Sabot, Cluj

Sabot, founded in 2009, is a gallery that looks like a gallery but acts like a work of art, as by Daria D. Pervain put it.

Sabot, Cluj

What brought you into contemporary art in the first place?

I almost became an artist, until I almost became a poet, until I ended up writing about art, while not exactly becoming a writer. At some point in my life, contemporary art seemed the only way out of this huge misunderstanding.

What inspired you to open a gallery?

Ambiguous reasons. Tell me, have you ever met my ghostly companion Marcel Janco? In the summer of 2008, I spent two weeks on the island of Hydra in the company of the one behind this quite obvious pseudonym. He managed to turn my inspiration into goal, so I left the island with the clear artistic plan of opening a gallery that looks like a gallery but acts like a work of art. I kept Marcel’s name on the door – without him, Sabot wouldn’t have survived that midsummer’s dream.

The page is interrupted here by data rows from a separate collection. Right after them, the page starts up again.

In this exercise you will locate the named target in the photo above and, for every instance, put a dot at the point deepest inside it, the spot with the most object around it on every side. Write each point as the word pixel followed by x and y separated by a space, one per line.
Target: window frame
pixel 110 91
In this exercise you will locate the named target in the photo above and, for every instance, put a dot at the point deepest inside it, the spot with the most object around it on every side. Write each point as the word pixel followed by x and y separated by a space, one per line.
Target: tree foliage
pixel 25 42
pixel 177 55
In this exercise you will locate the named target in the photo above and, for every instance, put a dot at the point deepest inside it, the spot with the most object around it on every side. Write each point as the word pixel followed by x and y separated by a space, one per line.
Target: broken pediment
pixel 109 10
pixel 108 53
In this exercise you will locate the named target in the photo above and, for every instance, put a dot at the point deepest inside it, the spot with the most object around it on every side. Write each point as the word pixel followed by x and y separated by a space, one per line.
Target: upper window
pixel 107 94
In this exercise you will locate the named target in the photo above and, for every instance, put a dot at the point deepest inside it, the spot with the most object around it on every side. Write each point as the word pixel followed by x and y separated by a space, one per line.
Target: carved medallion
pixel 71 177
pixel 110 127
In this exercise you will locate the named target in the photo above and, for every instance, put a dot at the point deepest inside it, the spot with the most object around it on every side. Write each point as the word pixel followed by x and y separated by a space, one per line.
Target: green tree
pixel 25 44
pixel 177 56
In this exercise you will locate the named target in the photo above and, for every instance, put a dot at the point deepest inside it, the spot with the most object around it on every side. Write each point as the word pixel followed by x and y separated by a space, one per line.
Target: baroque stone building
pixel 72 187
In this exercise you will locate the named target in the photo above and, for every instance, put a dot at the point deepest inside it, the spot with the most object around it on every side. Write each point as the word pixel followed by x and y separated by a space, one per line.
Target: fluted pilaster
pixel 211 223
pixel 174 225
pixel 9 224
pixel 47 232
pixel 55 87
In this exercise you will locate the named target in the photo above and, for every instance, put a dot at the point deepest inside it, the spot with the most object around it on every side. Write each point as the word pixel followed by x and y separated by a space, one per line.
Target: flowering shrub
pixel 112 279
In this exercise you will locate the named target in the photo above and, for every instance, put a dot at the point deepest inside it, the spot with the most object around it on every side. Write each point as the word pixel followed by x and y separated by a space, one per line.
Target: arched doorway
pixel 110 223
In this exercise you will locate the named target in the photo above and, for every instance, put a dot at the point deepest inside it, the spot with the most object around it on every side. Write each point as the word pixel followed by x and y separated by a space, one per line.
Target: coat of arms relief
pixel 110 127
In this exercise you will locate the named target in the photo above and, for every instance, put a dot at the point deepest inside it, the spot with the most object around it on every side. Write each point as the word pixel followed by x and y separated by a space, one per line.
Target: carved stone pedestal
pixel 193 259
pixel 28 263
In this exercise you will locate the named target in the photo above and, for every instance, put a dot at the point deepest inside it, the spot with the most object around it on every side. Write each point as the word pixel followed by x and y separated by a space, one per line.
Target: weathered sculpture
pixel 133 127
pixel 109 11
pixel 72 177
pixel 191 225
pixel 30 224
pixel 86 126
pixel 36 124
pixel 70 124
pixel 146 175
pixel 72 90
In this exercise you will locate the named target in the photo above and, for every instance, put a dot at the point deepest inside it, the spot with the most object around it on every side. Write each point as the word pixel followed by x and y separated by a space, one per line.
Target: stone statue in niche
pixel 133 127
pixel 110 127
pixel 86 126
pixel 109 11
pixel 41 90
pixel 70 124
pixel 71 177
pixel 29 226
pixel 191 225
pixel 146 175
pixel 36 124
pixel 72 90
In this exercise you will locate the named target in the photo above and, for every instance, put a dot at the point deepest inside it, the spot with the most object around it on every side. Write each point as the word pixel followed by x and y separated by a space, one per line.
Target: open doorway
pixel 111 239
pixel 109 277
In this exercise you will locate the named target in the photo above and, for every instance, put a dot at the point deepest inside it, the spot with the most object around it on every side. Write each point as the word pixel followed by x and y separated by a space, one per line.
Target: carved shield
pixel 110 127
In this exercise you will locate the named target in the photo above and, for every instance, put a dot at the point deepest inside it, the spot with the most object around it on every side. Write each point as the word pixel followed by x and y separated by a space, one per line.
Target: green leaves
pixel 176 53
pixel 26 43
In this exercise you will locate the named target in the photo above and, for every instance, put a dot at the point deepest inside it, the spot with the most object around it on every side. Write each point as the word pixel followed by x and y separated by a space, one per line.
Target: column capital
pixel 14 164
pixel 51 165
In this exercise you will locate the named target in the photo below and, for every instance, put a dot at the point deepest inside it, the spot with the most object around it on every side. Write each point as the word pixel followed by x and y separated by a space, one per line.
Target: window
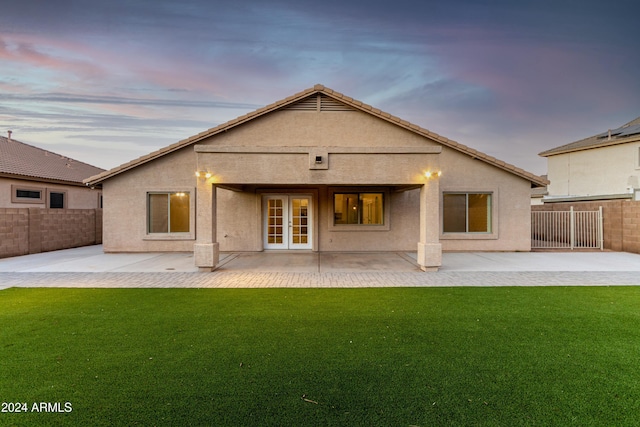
pixel 21 194
pixel 358 208
pixel 56 200
pixel 29 194
pixel 466 213
pixel 169 212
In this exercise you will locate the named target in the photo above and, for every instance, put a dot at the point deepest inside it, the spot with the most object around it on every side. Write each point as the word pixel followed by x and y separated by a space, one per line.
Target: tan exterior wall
pixel 76 197
pixel 274 153
pixel 511 204
pixel 33 230
pixel 125 204
pixel 601 171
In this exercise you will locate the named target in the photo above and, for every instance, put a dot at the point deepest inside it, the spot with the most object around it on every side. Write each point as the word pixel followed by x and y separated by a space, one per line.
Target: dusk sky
pixel 105 82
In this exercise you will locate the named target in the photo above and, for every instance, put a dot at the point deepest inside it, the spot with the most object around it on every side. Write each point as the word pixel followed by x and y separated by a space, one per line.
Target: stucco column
pixel 429 247
pixel 206 250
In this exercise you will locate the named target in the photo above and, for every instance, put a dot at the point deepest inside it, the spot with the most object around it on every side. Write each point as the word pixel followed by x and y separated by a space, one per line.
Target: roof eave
pixel 535 180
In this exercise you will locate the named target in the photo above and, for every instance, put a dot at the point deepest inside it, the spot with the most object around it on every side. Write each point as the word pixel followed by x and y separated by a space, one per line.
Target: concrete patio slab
pixel 92 259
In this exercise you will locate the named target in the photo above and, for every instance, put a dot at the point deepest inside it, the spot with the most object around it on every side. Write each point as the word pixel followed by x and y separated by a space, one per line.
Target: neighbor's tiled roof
pixel 534 179
pixel 24 160
pixel 625 133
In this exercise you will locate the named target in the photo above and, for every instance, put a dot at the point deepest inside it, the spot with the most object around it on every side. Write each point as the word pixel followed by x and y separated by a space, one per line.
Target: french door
pixel 287 221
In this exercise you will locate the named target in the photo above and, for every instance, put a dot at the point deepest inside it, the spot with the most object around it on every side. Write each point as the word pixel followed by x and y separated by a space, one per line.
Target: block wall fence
pixel 620 221
pixel 33 230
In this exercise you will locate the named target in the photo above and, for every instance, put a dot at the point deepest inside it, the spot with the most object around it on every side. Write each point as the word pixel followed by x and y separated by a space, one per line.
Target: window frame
pixel 386 211
pixel 29 200
pixel 492 234
pixel 65 200
pixel 181 235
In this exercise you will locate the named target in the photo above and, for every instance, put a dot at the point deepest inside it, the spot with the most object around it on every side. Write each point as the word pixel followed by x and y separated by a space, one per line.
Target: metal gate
pixel 567 229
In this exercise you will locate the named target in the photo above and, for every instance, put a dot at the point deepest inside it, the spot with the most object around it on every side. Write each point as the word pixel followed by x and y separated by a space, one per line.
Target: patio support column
pixel 429 247
pixel 206 251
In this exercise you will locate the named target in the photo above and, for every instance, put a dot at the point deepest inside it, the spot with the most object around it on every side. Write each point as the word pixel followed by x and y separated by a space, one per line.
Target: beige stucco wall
pixel 77 197
pixel 511 204
pixel 360 152
pixel 601 171
pixel 125 204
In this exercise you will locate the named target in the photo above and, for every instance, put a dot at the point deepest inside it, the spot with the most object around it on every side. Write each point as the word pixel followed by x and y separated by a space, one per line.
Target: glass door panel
pixel 276 223
pixel 287 222
pixel 300 237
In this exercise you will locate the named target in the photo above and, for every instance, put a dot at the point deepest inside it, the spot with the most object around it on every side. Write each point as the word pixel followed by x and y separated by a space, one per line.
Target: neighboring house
pixel 31 177
pixel 537 193
pixel 605 166
pixel 317 171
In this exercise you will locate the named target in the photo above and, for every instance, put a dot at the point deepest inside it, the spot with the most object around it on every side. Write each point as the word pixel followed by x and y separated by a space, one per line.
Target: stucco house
pixel 31 177
pixel 317 171
pixel 605 166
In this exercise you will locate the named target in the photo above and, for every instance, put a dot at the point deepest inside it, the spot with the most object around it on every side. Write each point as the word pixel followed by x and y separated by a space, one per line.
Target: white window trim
pixel 191 234
pixel 492 235
pixel 386 209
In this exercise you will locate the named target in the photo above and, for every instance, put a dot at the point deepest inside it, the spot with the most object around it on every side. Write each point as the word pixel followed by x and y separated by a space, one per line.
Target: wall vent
pixel 319 103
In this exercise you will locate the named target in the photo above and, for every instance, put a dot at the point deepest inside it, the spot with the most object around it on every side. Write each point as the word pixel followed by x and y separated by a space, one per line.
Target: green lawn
pixel 361 357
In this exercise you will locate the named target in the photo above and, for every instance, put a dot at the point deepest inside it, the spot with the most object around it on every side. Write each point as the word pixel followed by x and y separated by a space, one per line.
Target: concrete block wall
pixel 33 230
pixel 620 221
pixel 14 232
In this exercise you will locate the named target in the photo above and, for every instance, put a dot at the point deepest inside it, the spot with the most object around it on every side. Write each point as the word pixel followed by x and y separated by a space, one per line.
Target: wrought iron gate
pixel 567 229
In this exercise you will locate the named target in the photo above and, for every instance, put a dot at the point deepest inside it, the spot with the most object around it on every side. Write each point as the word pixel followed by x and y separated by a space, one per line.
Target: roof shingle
pixel 534 179
pixel 20 159
pixel 625 133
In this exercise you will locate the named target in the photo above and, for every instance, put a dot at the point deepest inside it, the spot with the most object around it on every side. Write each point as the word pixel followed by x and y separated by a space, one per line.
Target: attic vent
pixel 319 102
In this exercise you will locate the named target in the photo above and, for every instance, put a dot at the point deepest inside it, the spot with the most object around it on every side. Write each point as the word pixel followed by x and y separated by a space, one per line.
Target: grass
pixel 360 357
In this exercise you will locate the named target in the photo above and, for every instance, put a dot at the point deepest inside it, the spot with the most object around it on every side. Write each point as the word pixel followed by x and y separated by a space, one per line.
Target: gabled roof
pixel 25 161
pixel 322 90
pixel 625 133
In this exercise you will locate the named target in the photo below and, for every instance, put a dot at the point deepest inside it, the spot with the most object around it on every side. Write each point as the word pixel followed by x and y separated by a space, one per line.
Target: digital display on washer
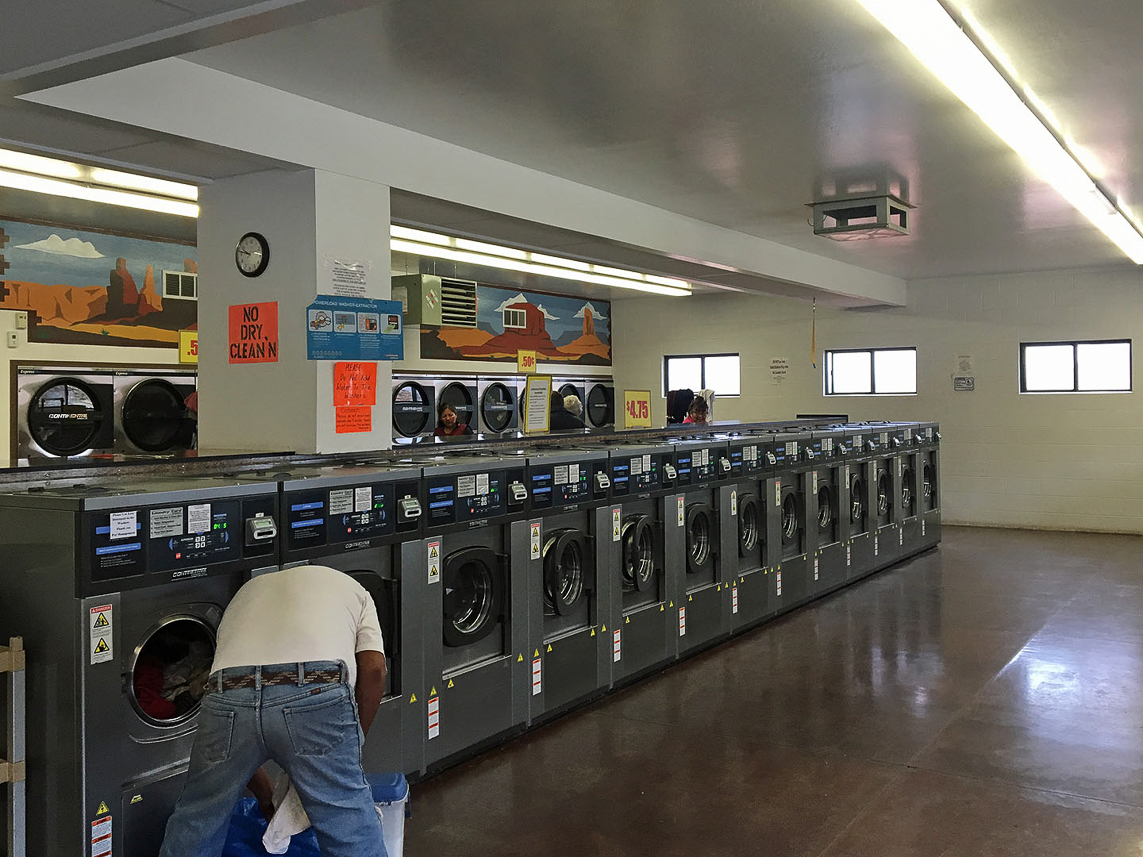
pixel 213 534
pixel 470 497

In 2017 you moved from your former location in the Paintbrush Factory to the Centrul de Interes.

I co-founded the Paintbrush Factory, an artistic community and cultural hub in 2009, few months after Sabot’s official opening in this old, unused factory, located right outside of the city center. There weren’t many options at that point, as I was looking for a building without much character, where I could create the perfect blank space.

I still think that the bourgeois, neoclassical buildings of Cluj are better suited to still lives and banquets than contemporary art. I eventually left the Paintbrush Factory in 2016, after a very painful realization that a cultural kibbutz can only survive among think-alikes, if at all.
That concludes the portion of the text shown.